A Short History of Enclosure in Britain

The Land Issue, Summer 2009

This article written by Simon Fairlie, a farmer and writer, and published in 2009 describes in-depth the historical process of enclosures and its current effects on agriculture and on rural areas.

While, Hardin in its "Tragedy of the Commons" claimed that private property such as the enclosures are a solution to the management of the Commons, Simon Fairlie argues strongly against it and use English history to prove its point.

In this article, he compares the open field system to the enclosures one. The former allows economies of scale whereas the latter promotes freedom. However, the enclosure system has been heavily criticized for its negative effets and consequences.

The enclosure system took place from the 14th until the 19th century. It corresponds to the privatisation of collective (or commons) lands in favour of an individual. It has been promoted by the State as a means to improve fields and innovate. This state propaganda towards enclosures allowed its strong rises : "between 1760 and 1870, about 7 million acres ( one sixth of the area of England) were changed, by some 4,000 acts of parliament, from common land to enclosed land". The enclosures are also been established by violent means such as illustrated in the paragraph about Scottish clearances.
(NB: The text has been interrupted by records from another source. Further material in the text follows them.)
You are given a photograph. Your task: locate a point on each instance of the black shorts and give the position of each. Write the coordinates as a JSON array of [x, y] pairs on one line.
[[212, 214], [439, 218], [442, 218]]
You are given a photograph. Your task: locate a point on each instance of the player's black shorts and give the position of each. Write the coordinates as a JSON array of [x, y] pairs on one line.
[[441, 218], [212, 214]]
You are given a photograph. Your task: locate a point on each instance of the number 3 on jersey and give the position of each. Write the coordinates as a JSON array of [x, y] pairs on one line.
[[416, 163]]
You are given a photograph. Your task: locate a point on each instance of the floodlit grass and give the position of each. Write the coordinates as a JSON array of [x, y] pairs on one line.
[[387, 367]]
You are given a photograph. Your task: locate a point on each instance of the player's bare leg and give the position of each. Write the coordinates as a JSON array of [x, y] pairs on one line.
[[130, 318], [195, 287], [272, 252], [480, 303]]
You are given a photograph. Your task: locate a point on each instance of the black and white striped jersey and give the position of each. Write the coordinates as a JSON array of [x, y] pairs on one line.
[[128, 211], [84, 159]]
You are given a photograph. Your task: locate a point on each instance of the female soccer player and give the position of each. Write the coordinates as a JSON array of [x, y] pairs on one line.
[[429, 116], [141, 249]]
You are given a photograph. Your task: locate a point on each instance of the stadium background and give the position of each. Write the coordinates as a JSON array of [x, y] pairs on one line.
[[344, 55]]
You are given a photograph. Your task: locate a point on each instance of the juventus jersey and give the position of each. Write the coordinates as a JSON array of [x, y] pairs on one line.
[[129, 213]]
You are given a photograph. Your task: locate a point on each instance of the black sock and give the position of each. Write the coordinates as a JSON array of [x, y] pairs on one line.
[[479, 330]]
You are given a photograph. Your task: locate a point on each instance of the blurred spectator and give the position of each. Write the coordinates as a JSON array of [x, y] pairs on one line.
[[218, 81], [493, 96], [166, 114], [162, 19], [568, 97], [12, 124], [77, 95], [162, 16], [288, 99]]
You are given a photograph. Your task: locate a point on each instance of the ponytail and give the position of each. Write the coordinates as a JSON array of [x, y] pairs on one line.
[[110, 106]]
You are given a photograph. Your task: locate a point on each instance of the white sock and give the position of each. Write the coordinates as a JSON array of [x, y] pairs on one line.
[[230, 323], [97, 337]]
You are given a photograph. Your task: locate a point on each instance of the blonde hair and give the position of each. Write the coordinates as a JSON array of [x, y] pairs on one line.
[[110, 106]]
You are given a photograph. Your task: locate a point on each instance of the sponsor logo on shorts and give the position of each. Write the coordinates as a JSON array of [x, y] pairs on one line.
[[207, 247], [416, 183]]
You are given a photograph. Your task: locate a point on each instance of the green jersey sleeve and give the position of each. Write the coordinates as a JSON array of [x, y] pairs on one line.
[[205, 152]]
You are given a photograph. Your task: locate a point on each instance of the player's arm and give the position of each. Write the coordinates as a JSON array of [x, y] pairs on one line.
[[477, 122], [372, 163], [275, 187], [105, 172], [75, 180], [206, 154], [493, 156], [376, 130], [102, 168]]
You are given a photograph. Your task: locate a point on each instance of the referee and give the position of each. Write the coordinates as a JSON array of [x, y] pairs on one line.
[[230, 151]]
Yet, its violent and unfair establishment is not the only defect noted by the author. He claims that enclosures are the main reason for rural depopulation and decline of small farms ; issues still relevant nowadays. Indeed, the innovation allowed by enclosures are for the author "a trojan horse for consolidation and engrossment of land". This point is supported by the example of a 300 acre holding established on former fens. This enlargement is associated with the development of a "gang-labour system of employment" (hard work conditions).
His claims are illustrated by some interesting datas : from 1801 to 1901 rural population in England and Wales decreased from 65% of the total population to 23% (from 1851 to 1901, it is equivalent to a decrease of 1,4 million people in rural areas whereas the population has been increased of 14,5 million people). By comparison, in France in 1901, 59% of the population was still living in rural areas. Concerning the work conditions and the enlargement, in 1935, in the UK, there was one worker for every 12 ha whereas across the whole of Europe it was one worker for every 3,4 ha.

Enclosure process started to slow down in the end of 1800’s due to the decline of England agricultural economy and the establishment of county’s smallholdings. However these holdings started to be bought and enlarged again in the late part of the 1900’s. Hardin himself admitted later than there could be a tragedy of the commons only if the commons are badly managed. According to the author, commons land are the solution to have equity if the common sense allows their good management.